Examples: We have a "plant lady" at work who has a veritable jungle (I am not even kidding. She has a tree.) in and around her cube. My friend Diana had an impressive collection of toys. One guy has the biggest collection of comic book action figures I have ever seen, and an inflatable alien lives on the Sports desk. And (bless their hearts) many reporters have papers, file folders and dirty coffee mugs strewn about their cubes.

So when I read this article about the strict rules of cube decor at Martha Stewart, I was a little shocked. Employees can't have office supplies beyond the list of "approved" utensils, and the offices are kept...sterile. Not just clean. Sterile. They can't even have coffee mugs. WHICH MEANS LESS COFFEE. WHO WORKS IN JOURNALISM WITHOUT COFFEE?

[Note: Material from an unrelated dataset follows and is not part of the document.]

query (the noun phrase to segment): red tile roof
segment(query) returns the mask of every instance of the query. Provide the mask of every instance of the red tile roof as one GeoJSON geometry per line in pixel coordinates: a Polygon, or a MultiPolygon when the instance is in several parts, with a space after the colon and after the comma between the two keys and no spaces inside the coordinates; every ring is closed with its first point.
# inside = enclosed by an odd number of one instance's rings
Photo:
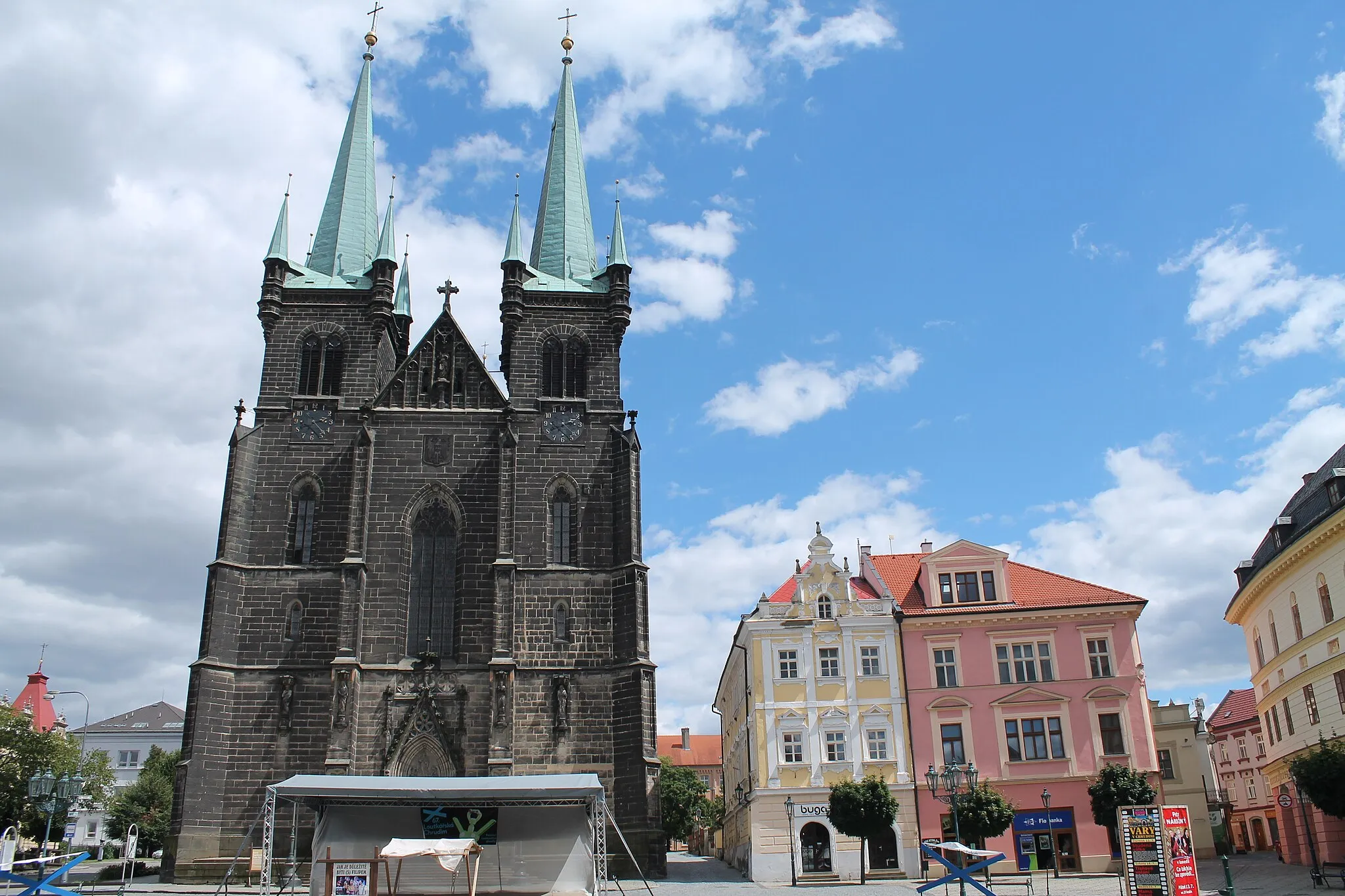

For one thing, my dream has long been to work for either Vogue or National Geographic or Martha Stewart Living. While I'm sure I would love getting to copy edit stories about living room paint colors, I don't know if I could like very much to do it in a bare, boring cube. You'd also think Martha would encourage some level of decorating creativity, even if it would probably be in her style (Pink granite driveways!).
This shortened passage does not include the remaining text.